Following the pandemic, we witnessed a spate of famines and economic turmoils; the stagnation of economies, failures of the banks, and global inflation. These famines teach us how important it is to love and look out for our neighbour. Some nations are gifted with good leadership and their citizens are well protected. But many nations are not that fortunate. That said, within every nation there is a class that is most vulnerable to economic famines. Therefore, economic famines pose an opportunity to reawaken in us the gift of a charitable heart, gratitude for the ability to reach out and help someone in distress, to comfort our neighbour by holding their hand.

– We must trust the Lord and fear Him always

The unrighteous are guided by unquenchable thirst for power and lust. They take whatever they wish and do not hesitate to kill. The Russian invasion of Ukraine has caused much suffering much to the dismay even to ordinary Russians. Although we cannot stop the unrighteous from encroaching into our territory, God will strengthen us to repel and overcome them. If the Ukrainians repent, God will be just to heal their land. God promises, “The righteous shall inherit the land and dwell upon it forever.” – Psalm 37:29. When we trust in God, God become our refuge and fortress. He will protect us amid the deadly pestilence for He is the Lord of any pestilence (Habakkuk 3:5). The psalmist wrote…

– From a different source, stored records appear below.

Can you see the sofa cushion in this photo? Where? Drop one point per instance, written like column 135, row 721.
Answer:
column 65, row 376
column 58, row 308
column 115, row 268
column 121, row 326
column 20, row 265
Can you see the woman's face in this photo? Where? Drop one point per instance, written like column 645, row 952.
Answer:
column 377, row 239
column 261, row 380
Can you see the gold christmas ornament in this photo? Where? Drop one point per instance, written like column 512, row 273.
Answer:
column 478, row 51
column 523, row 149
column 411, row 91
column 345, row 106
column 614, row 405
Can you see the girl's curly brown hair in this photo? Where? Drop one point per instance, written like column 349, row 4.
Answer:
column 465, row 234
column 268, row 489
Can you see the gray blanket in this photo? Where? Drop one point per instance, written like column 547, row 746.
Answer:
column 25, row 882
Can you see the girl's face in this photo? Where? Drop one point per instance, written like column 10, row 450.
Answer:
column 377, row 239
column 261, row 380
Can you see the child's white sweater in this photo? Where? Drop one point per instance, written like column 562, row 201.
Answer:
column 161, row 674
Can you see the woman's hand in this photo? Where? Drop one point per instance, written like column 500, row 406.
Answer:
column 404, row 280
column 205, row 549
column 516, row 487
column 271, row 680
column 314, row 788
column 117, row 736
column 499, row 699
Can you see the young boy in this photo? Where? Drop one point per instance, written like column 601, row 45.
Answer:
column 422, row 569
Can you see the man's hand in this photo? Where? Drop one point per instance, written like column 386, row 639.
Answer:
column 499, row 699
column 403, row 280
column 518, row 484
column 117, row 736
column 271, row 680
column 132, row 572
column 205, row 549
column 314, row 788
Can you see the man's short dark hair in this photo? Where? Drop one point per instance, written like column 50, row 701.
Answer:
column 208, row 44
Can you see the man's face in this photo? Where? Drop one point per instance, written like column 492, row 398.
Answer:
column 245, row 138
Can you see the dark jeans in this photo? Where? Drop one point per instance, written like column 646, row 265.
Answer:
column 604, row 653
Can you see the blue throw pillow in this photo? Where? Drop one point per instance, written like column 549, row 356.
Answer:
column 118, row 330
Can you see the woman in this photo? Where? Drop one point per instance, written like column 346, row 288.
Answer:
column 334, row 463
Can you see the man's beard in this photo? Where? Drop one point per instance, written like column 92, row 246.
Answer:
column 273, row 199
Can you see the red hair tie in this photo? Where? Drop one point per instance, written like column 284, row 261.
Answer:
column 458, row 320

He who dwells in the shelter of the Most High
will abide in the shadow of the Almighty.
I will say to the LORD, “My refuge and my fortress,
my God, in whom I trust.”
For he will deliver you from the snare of the fowler
and from the deadly pestilence.
He will cover you with his pinions,
and under his wings you will find refuge;
his faithfulness is a shield and buckler.
You will not fear the terror of the night,
nor the arrow that flies by day,
nor the pestilence that stalks in darkness,
nor the destruction that wastes at noonday.
A thousand may fall at your side,
ten thousand at your right hand,
but it will not come near you.
You will only look with your eyes
and see the recompense of the wicked. – Psalm 91:1-8

If we fear God continually, He ensures our abundance and prosperity even in the times of famine.

The LORD knows the days of the blameless,
and their heritage will remain forever;
they are not put to shame in evil times;
in the days of famine they have abundance. – Psalm 37:18-19


Whenever we read about disasters (natural or man-made), outbreak of diseases, war, or shootings, we must not be terrified but rather learn to fear God. If we trust in God and walk in His ways, God will keep us and our nations save and prosperity.


Dear Lord, I recognise that I am not the creator but only a creature. Hence, I humble myself under your mighty hands and submit to your ways. I acknowledge that I am not in control of my circumstances and seek your wisdom and power. I commit myself to look out for those who are in need and serve them. I believe that if my nation will repent to walk humbly, mercifully and justly, the rider on the ashen horse will have no authority over us. In Jesus’s name I pray. Amen.